Il volontariato è sempre stato per me una dimensione centrale: ogni volta che intuivo un’occasione di crescita o incontravo realtà in cui credevo, donare tempo e competenze diventava un onore.
Vivo in un collegio universitario immerso in una parrocchia, luogo di passaggio e formazione dove la vita scorre quasi invisibile. Poi arrivano i centri estivi: bambini, preadolescenti, famiglie riempiono cortili e palestre, e i collegiali smettono di essere ospiti per diventare animatori, educatori, adulti in formazione. Guidano, sorvegliano, giocano, accompagnano; a volte pregano con il cappellano, a volte ascoltano un bambino imbronciato, sempre tra responsabilità e fragilità.

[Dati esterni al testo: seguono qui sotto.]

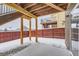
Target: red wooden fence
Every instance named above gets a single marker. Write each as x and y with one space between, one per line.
48 33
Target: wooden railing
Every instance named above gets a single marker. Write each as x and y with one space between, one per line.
48 33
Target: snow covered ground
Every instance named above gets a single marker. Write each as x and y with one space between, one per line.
16 43
59 43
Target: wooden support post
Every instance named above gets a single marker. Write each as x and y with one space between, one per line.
68 26
21 32
36 30
68 32
30 29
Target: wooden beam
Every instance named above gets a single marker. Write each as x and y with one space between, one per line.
68 26
30 29
21 32
36 30
55 7
20 9
39 11
38 8
30 6
26 17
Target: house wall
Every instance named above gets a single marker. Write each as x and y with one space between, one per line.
48 33
60 18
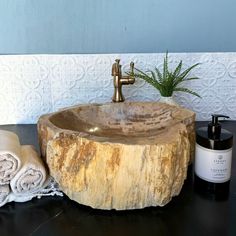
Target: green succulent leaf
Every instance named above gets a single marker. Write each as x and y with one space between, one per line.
167 82
186 90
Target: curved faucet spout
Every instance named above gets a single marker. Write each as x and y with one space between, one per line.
119 80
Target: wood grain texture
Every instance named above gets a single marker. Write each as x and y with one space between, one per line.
119 156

Le storie di crescita sono molte. C’è chi arriva timido, quasi per dovere, e a luglio si scopre capace di coordinare gruppi, mediare piccoli conflitti, custodire relazioni. C’è chi ha perfino trovato l’amore.

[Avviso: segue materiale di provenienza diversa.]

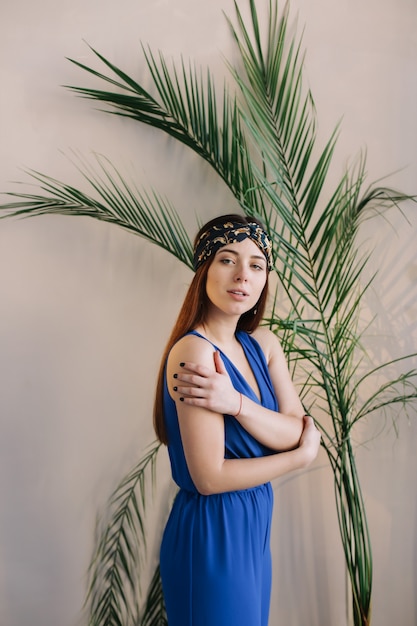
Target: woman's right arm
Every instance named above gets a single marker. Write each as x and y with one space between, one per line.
202 434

Si comprende che quel tempo donato vale più di un compenso: ridere con un bambino diventa impegno serio, ascoltare un ragazzo esperienza di servizio, condividere la stanchezza serale con altri volontari anticipazione di una comunità adulta. Nel 2023 in Italia circa 9 persone su 100 sopra i 15 anni hanno fatto volontariato: quasi 5 milioni di italiani, con una lieve flessione rispetto al recente passato ma una comunque forte presenza nei settori sociale, ambientale e ricreativo-culturale. Il volontariato organizzato cresce soprattutto nel sociale e nella protezione civile, oltre che in ambiente e cultura, mentre gli under 35 sono circa un volontario su quattro.

Nel mondo Caritas oltre 80 mila volontari sono impegnati stabilmente: più di 60mila in parrocchia e circa 20mila a livello diocesano. Quasi quattro su cinque lo fanno per essere utili agli altri, circa la metà per coerenza con la fede, mentre le motivazioni legate a carriera o crediti restano minoritarie.

Tra i giovani fra i 14 e i 35 anni è per fortuna ancora vivo questo splendido desiderio di utilità sociale; per circa un quarto di loro è decisiva la fede, mentre molti cercano crescita, relazioni e appartenenza, con attenzione a ambiente, pace e diritti umani. Insomma, quel che conta è non stare con le mani in mano. Che poi siano contesti parrocchiali o meno, questi spazi restano luoghi in cui la gratuità può far germogliare profonda ricchezza del cuore. E e se poi lo si fa per essere strumenti operativi nelle mani di Dio, tanto meglio.